The live event is vital to any transmedia strategy as it brings the story into the real world and presents it to a live audience. A live event gives an audience a shared experience and engages it with the storyworld. It also brings together a group of people with a shared interest who will engage with one another and then share these experiences with their friends via social networks.
During the AWP pilot project we ran two successful live events. Both were set or staged ‘inside’ the AWP storyworld and were ‘organised’ by characters from the story.
The first event was an evening of student short films and music held in a bar in the fictional town of Sheerport, the real world location was Newcastle. It was supposed to be a Student Christmas Party but was hijacked by the film tutor who paid for the event out of his own pocket due to cuts. This backstory to the event was told through Granular Content or story fragments such as video diaries, prior to the event taking place. It meant the audience would understand why the film tutor character was hogging the stage and showing his own films.
During this event characters from the story showed their short films and a character’s band performed a live set. We had also written a sequence of Granular Content to give us story content that surrounded the live event. This enabled people who couldn’t attend the live event to still value it as story content. Another character video-blogged her version of story events that unfolded during the event.
Our approach was to cover all angles and create as much story content from the live event as possible. This enabled us to incorporate the live event into the main story and the storyworld and not have it sidelined as a stand-alone event.
The second event was held at Live Theatre in Newcastle which was dressed as the fictional Sheerport Theatre Workshop. As soon as a member of the audience arrived at Live and stepped through the door, they entered the AWP storyworld. The short play was written by one of the storyworld characters and performed by actors who played fictional actors from Sheerport – keeping track of everyone’s identity was a fascinating challenge we accomplished with great success.

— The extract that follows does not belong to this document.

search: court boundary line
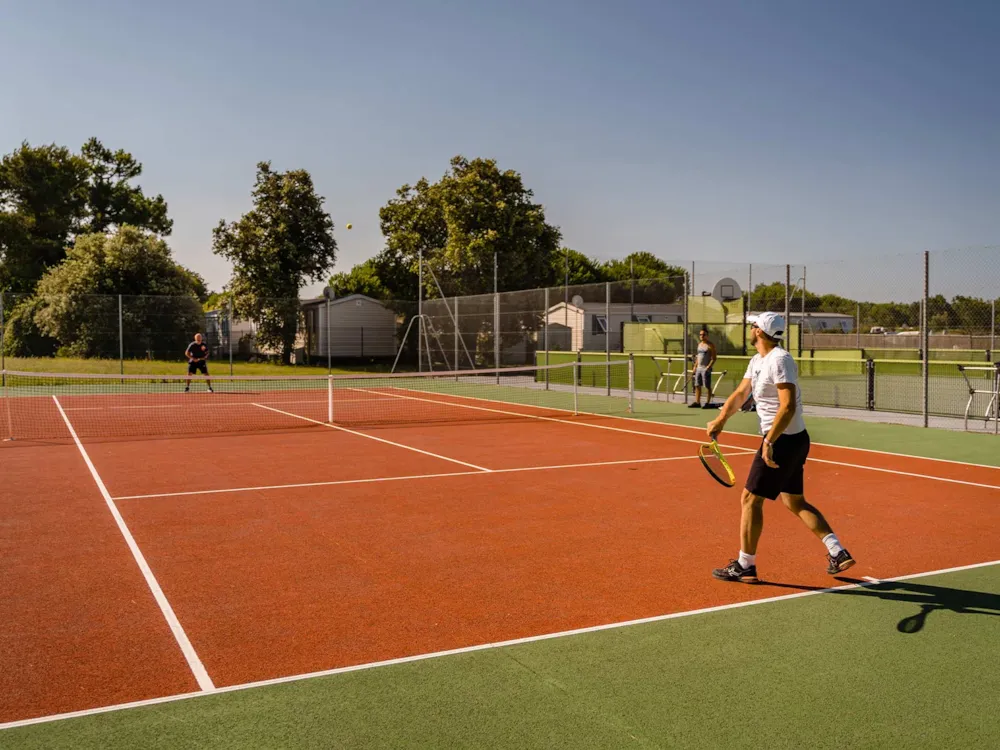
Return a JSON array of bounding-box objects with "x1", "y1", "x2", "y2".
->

We again took the approach that the live event had to generate story content in order to merge it into the main story so it wasn’t sidelined as a stand-alone event. We wrote sequences of dramatic story action including an ugly incident in the theatre bar, rehearsals and backstage tantrums. This story content was delivered online to the wider audience.
Both live events and the story content they generated sprung from the storyworld. Without a detailed and expansive AWP storyworld the events would not have felt like organic parts of the story and would have jarred with the world’s logic.
Although not directly relevant to the main thriller story we were telling, the live events gave great substance, weight and context to the AWP storyworld. They helped immerse and engage the audiences, both live and online, with the storyworld and therefore with the main story.
This is how important live events are to your transmedia storytelling strategy so start thinking about them from day one.